Eiza memiringkan tubuhnya. Dress yang dikenakannya masih menempel di kedua lengan meski bentuknya sudah tak layak pakai karena robekan kasar Marcuss. Air matanya kembali tumpah tanpa suara, di tengah engahan Marcuss di belakang punggung. Tubuhnya terasa kotor dan menjijikkan, semua tumpukan emosi sudah cukup membuatnya kehilangan tenaga hanya untuk sekedar bangkit dari ranjang. 

Ketika napas Marcuss sudah kembali normal, pria itu menarik pundak Eiza hingga jatuh telentang. “Kau menangis?” dengusnya.

Eiza hanya membuang wajahnya ke samping. Hanya sesaat karena perhatiannya kembali dipaksa sepenuhnya untuk pria itu.

“Ya, kau bisa bersedih sebanyak yang kau mau. Hanya saja, aku tak suka acara bersenang-senangku dengan tubuhmu diganggu oleh kesedihanmu itu. Jadi …” Raut Marcuss berubah dingin hanya dalam sepersekian detik.

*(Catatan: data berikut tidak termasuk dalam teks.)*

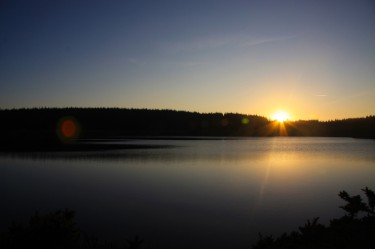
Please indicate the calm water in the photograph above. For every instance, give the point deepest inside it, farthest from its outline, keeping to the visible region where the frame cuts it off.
(194, 194)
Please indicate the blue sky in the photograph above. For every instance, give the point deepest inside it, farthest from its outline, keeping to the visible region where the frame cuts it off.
(312, 59)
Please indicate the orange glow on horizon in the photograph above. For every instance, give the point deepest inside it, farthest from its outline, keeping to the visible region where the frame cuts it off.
(280, 116)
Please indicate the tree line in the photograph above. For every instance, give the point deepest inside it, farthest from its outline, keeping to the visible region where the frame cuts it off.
(43, 123)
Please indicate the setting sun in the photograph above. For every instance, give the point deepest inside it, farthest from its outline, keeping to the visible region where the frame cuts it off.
(280, 116)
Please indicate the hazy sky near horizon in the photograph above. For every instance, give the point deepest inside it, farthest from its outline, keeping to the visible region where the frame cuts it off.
(313, 59)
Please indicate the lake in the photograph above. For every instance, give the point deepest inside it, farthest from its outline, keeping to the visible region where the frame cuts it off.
(214, 193)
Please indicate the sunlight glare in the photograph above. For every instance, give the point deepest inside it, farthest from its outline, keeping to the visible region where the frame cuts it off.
(280, 116)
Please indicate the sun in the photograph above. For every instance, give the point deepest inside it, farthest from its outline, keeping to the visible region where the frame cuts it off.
(280, 116)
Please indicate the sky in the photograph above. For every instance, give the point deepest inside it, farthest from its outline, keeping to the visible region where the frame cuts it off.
(312, 59)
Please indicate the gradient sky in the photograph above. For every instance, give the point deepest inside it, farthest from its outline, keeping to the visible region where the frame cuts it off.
(314, 59)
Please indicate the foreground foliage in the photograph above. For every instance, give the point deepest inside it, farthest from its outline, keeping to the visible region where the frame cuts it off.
(58, 230)
(356, 229)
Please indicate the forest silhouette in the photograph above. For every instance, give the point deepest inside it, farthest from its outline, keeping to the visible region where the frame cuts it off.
(53, 127)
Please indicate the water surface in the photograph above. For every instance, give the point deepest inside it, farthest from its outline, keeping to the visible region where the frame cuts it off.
(192, 193)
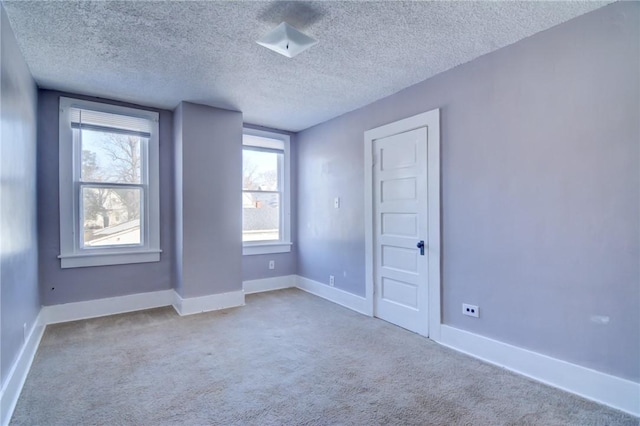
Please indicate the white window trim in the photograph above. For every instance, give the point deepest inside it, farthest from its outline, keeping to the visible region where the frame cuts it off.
(284, 244)
(71, 255)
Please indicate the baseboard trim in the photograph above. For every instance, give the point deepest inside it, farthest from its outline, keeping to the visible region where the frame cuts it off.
(335, 295)
(603, 388)
(107, 306)
(211, 302)
(269, 284)
(18, 373)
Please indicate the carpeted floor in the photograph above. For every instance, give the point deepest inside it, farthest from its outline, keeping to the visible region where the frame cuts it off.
(287, 358)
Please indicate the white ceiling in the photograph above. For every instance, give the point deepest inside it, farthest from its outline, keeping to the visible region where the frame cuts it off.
(161, 53)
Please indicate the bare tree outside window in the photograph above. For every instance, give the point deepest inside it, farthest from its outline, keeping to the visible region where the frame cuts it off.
(111, 213)
(261, 195)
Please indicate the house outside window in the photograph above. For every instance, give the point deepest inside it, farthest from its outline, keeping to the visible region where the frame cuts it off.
(109, 184)
(266, 200)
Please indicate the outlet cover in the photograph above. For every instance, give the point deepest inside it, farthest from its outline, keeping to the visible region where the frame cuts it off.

Telapak tangannya mencengkeram rahang Eiza hingga wanita itu tak mampu mencegah rintihan lolos dari bibir. “Hentikan tangisan tololmu itu dan ikut bersenang-senang denganku. Kali ini, kau akan menjerit penuh kenikmatan karenaku.”

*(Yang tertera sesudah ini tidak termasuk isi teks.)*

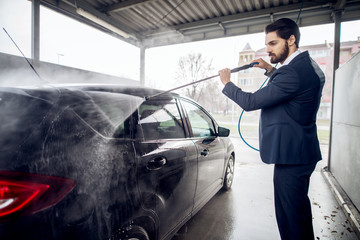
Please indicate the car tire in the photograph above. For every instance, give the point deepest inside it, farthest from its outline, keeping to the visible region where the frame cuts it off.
(229, 174)
(135, 233)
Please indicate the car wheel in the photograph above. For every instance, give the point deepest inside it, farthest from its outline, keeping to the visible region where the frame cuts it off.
(229, 174)
(135, 233)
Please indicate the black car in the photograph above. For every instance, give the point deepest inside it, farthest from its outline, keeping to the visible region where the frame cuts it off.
(106, 162)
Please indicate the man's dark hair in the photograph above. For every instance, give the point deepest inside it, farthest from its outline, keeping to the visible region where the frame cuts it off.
(284, 27)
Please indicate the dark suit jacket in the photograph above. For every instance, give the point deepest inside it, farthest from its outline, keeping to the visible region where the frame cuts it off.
(289, 104)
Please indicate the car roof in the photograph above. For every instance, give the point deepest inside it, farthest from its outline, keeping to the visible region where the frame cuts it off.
(56, 89)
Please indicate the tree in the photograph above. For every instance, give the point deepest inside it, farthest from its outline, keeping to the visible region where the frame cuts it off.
(194, 67)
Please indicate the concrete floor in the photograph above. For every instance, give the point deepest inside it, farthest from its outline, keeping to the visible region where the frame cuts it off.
(246, 212)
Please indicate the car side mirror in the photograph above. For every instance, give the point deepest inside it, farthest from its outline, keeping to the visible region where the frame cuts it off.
(223, 132)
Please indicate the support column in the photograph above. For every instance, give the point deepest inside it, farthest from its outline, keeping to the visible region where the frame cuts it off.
(142, 66)
(35, 30)
(337, 20)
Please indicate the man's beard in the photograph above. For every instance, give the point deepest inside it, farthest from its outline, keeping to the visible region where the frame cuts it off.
(283, 55)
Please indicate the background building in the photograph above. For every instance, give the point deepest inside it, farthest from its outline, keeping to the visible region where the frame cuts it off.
(250, 80)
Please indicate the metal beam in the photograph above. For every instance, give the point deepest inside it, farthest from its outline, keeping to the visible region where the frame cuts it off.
(124, 5)
(35, 30)
(337, 20)
(142, 66)
(245, 15)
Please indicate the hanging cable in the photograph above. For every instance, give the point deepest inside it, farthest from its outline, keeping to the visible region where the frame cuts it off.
(242, 112)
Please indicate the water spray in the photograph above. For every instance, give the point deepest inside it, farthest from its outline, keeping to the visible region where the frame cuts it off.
(32, 67)
(204, 79)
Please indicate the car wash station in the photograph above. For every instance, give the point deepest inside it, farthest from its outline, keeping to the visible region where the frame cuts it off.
(247, 210)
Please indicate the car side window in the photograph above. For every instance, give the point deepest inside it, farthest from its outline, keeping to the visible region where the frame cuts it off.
(161, 120)
(201, 123)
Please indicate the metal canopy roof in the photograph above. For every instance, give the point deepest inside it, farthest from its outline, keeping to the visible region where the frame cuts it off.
(150, 23)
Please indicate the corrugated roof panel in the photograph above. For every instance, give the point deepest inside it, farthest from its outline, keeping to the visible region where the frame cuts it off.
(175, 21)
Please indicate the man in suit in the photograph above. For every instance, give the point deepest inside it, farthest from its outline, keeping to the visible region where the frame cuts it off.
(287, 132)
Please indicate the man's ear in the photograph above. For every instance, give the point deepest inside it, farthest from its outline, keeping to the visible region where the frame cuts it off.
(291, 41)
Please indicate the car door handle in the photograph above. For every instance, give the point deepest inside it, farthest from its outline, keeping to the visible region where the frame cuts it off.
(156, 163)
(204, 152)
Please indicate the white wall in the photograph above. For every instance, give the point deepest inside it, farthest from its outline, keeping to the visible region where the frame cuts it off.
(345, 144)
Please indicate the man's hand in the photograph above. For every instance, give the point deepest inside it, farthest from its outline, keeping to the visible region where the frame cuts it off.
(263, 65)
(225, 75)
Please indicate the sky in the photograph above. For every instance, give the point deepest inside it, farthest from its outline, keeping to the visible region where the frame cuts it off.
(74, 44)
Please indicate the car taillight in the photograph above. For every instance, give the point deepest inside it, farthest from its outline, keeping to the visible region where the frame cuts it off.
(24, 193)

Eiza menelan kembali isakannya meski air mata yang membanjir tak mampu ia hentikan lajunya. Cengkeraman di rahangnya dilepaskan, tubuhnya dibalik hingga tengkurap dan pakaiannya ditanggalkan hanya dalam satu gerakan sebelum dibuang ke lantai. Kali ini tubuhnya sepenuhnya telanjang, berada di bawah tindihan Marcuss yang juga tak mengenakan apa pun.

*** 

Eiza bangun dengan tubuh yang remuk redam. Rasa sakit yang berpusat di pangkal paha berhasil meloloskan erang kesakitannya ketika tubuhnya bergerak turun dari tepi ranjang. Cahaya terang dari dinding kaca yang berada di sisi kanan ranjang memberitahunya bahwa hari sudah sangat siang. Meraih kain yang ada di sekitarnya, Eiza menggunakan kemeja putih Marcuss untuk membungkus tubuh telanjangnya untuk ke kamar mandi. Melihat tubuh Marcuss yang sama sekali tak bergerak dan tampak sangat lelap dalam tidur, Eiza yakin pria itu masih lama tidur. Memutuskan untuk mengunci pintu kamar mandi dan berendam.

Setengah jam kemudian, dengan tubuh yang sudah lebih segar. Eiza keluar dari kamar mandi dan menemukan ranjang yang masih berantakan, tetapi tak ada Marcuss di sana. Juga ada troli yang ia yakin berisi makan pagi untuk mereka. Rasa lapar dan haus membawa langkah Eiza mendekati troli tersebut. Membuka penutupnya dan mengisi perut dengan hidangan super mewah tersebut dengan lahap. Isi piringnya baru tandas ketika pintu kamar terbuka dan Marcuss melangkah masuk. Pria itu hanya mengenakan celana karet dan kaos polos, dengan ponsel yang menempel di perut.